Humans are curious creatures. Our curiosity is a characteristic we share with other primates and is a primary reason for our evolutionary success. It is also the basis for the natural sciences, including evolutionary psychology: the study of human behavior from an evolutionary perspective. The goal of evolutionary psychology is to understand both what we do and why we do it.
Evolutionary psychology is a synthetic science, uniting the empirical study of human and primate behavior with a theoretical analysis of the evolutionary dynamics by which such behavior has come about. It differs from European psychoanalytic theory, which historically focused on inferring internal motivational states grounded in basic drives such as hunger, fear, and sexuality. It also differs from American behavioral psychology, which focused on behavior without reference to internal motivations or intentions.
EVOLUTIONARY PSYCHOLOGY 1.1.1:
People are curious about people. We have always been fascinated by what people do and why we do it. Most people are compulsive “people watchers”, beginning in very early infancy and lasting the rest of our lives. We are endlessly attracted to other people, constantly watching them and trying to figure them out. And not just other people: we carefully observe our own behavior, interpreting and anticipating our own actions as avidly as those of the people around us. This curiosity about each other and ourselves is a trait we share with other social animals, especially primates. As we will see, this exaggerated curiosity is not accidental, nor is it necessarily bad. On the contrary, it is one of the central reasons for our success, as individuals and as a species. Curiosity may have killed the cat, but it has more than once saved the lives of our evolutionary ancestors.
This series is about the reasons why we are so curious about each other, and what we have learned so far as the result of satisfying that curiosity. The subject of the science of evolutionary psychology is us, and its primary goal is to understand what we do and why we do it. Put in formal terms:is the scientific study of human behavior from an evolutionary perspective.
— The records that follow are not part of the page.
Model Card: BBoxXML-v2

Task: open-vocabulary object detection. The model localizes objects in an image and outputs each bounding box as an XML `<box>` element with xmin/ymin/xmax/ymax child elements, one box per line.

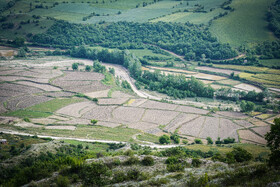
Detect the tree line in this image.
<box><xmin>31</xmin><ymin>21</ymin><xmax>237</xmax><ymax>60</ymax></box>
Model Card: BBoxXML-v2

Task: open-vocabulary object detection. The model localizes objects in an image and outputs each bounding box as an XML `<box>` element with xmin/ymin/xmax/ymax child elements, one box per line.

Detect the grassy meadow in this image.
<box><xmin>210</xmin><ymin>0</ymin><xmax>275</xmax><ymax>47</ymax></box>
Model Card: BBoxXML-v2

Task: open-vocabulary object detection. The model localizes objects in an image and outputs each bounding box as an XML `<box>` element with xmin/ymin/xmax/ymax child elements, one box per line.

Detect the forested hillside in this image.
<box><xmin>32</xmin><ymin>21</ymin><xmax>237</xmax><ymax>59</ymax></box>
Evolutionary psychologists observe people very carefully, either directly or by analyzing indirect information such as demographic data. Our work sometimes takes us into the field, observing people in their “natural habitat, ” in much the same way that an ornithologist might observe the behavior of an exotic bird. Some evolutionary psychologists also conduct carefully controlled laboratory experiments, although the “laboratory” may be something as simple as a rickety bridge across a gorge on a college campus. In both cases, the intent is to observe people in the same way that animal behaviorists observe members of other species: without biases or preconceptions about what ought to be happening.
Evolutionary psychologists also ask people what they are doing and why they are doing it, although as we will see, such self-reporting is often unreliable. This isn’t necessarily bad; even such unreliability can tell us something interesting about human motivations and our capacity for self-deception.
Evolutionary psychology is a branch of psychology, one of the newest branches of one of the oldest of human disciplines. As the name implies, it has its roots in Charles Darwin’s theory of evolution by natural selection. Darwin’s theory gives us a theoretical perspective that makes it possible to ask questions about human behavior that have not been asked in a systematic way before. It also provides a very practical set of experimental and observational techniques that allows us to make predictions about human behavior in specific contexts.
What evolutionary psychology does not do is recycle old ideas about human nature, except insofar as such ideas may coincidentally be based on the unbiased observation of human behavior. Evolutionary psychology is most emphatically not social Darwinism, neither in its origins nor in its conclusions. Indeed, I hope you will be surprised at some of the concepts that have come from the scientific study of human behavior from an evolutionary perspective.